Contesto normativo: formazione obbligatoria
Il D.Lgs. 81/2008 (art. 37) stabilisce che il datore di lavoro deve garantire formazione, informazione e addestramento adeguati ai rischi specifici del ruolo e del contesto aziendale.
Il lavoratore, ai sensi dell’art. 20, ha l’obbligo di partecipare ai corsi organizzati dal datore di lavoro.
Quando e come deve avvenire la formazione?
- All’assunzione o prima dell’inizio delle mansioni (ora l’Accordo del 17 aprile 2025 richiede che la formazione sia completata prima dell’inizio dell’attività, abolendo i precedenti 60 giorni come termine utile)
- In occasione di cambiamento di mansione, introduzione di nuove tecnologie/macchinari o modifiche normative
- Durante l’orario di lavoro e senza costi a carico del lavoratore
Durata e aggiornamento minima:
- Formazione generale: 4 ore per tutti i lavoratori (credito formativo permanente)
- Formazione specifica: da 4 a 12 ore, a seconda del livello di rischio (basso medio alto, ATECO)
- Aggiornamento obbligatorio della formazione specifica: minimo 6 ore ogni 5 anni, indipendentemente dal livello di rischio aziendale
Diritti dei lavoratori
- Partecipare alla formazione in sicurezza, fornita nei tempi e modalità previste dalla legge.
- Ricevere l’attestato personale dopo aver completato la frequenza (≥ 90% delle ore) e superato verifica finale; il lavoratore ha diritto ad ottenere l’attestato intestato a sé, anche se viene conservato in azienda.

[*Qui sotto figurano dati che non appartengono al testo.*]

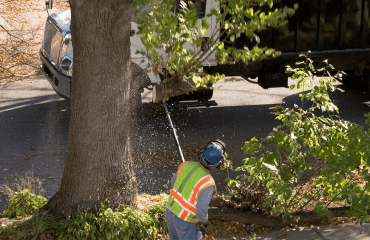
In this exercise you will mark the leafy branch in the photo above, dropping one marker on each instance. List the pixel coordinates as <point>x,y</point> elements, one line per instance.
<point>340,148</point>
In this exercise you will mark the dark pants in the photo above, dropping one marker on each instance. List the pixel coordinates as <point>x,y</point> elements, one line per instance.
<point>179,229</point>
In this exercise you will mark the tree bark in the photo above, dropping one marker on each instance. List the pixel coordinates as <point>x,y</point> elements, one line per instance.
<point>98,166</point>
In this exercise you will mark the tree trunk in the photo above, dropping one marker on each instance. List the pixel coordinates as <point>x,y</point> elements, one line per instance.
<point>98,165</point>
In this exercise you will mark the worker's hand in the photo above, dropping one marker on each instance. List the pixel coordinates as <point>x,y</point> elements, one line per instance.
<point>203,229</point>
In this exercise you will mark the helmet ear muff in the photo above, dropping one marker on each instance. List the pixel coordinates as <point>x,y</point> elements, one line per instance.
<point>223,146</point>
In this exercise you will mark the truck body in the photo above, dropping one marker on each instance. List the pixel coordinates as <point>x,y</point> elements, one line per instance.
<point>56,56</point>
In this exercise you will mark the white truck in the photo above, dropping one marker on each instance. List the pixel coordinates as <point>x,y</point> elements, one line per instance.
<point>56,55</point>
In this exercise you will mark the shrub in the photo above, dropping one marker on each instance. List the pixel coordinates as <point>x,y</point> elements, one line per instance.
<point>24,202</point>
<point>337,148</point>
<point>119,223</point>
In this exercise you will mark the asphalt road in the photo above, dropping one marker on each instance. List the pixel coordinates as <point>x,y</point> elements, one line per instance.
<point>34,129</point>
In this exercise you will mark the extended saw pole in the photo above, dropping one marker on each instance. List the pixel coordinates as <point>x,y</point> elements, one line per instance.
<point>174,131</point>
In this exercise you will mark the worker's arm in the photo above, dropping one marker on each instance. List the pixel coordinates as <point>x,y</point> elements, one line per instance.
<point>204,199</point>
<point>173,179</point>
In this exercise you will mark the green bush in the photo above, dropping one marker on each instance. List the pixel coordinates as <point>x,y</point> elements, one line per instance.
<point>23,203</point>
<point>119,223</point>
<point>338,149</point>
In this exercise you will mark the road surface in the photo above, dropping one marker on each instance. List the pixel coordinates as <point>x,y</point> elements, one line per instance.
<point>34,129</point>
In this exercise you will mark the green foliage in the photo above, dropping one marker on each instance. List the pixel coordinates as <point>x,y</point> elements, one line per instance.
<point>341,148</point>
<point>23,203</point>
<point>120,223</point>
<point>177,45</point>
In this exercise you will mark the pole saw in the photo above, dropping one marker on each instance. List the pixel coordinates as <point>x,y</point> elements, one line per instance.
<point>174,131</point>
<point>203,229</point>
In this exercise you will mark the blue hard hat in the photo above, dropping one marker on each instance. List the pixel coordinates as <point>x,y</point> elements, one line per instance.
<point>213,153</point>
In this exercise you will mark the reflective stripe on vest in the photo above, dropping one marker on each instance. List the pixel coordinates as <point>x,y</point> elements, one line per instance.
<point>191,179</point>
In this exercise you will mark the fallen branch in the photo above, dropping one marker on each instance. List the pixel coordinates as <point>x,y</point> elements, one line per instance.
<point>242,216</point>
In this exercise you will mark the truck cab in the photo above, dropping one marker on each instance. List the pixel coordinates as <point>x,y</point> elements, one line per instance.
<point>56,54</point>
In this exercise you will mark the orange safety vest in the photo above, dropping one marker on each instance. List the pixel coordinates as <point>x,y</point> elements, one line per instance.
<point>191,179</point>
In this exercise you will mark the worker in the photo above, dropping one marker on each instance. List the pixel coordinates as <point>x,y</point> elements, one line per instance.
<point>192,188</point>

- Collaborazione attiva alla prevenzione: segnalare rischi, non rimuovere DPI, seguire istruzioni e disposizioni del datore, secondo art. 20 e definizioni di lavoratore.
Doveri dei lavoratori
Secondo art. 20 del D.Lgs. 81/2008, i lavoratori devono:
- partecipare ai corsi di formazione e addestramento;
- collaborare con datore, dirigenti e preposti nella prevenzione;
- osservare le istruzioni di sicurezza;
- utilizzare correttamente attrezzature, sostanze e DPI;
- segnalare tempestivamente pericoli e difetti;
- non modificare o rimuovere dispositivi di sicurezza;
- non svolgere operazioni non di propria competenza;
- sottoporsi ai controlli sanitari previsti.
Conseguenze della mancata partecipazione
Sanzione penale: arresto fino a un mese o ammenda da €200 a €600 (art. 59, comma 1) se rifiutano la formazione obbligatoria.
Perché è importante?
- La formazione non è solo obbligo formale: protegge la salute dei lavoratori, riduce i rischi e migliora la prassi lavorativa.
- Il rifiuto di partecipare è una violazione di legge che può isolare legalmente il lavoratore.
- Il datore di lavoro deve organizzare corsi compatibili con l’orario e senza costi a carico del dipendente.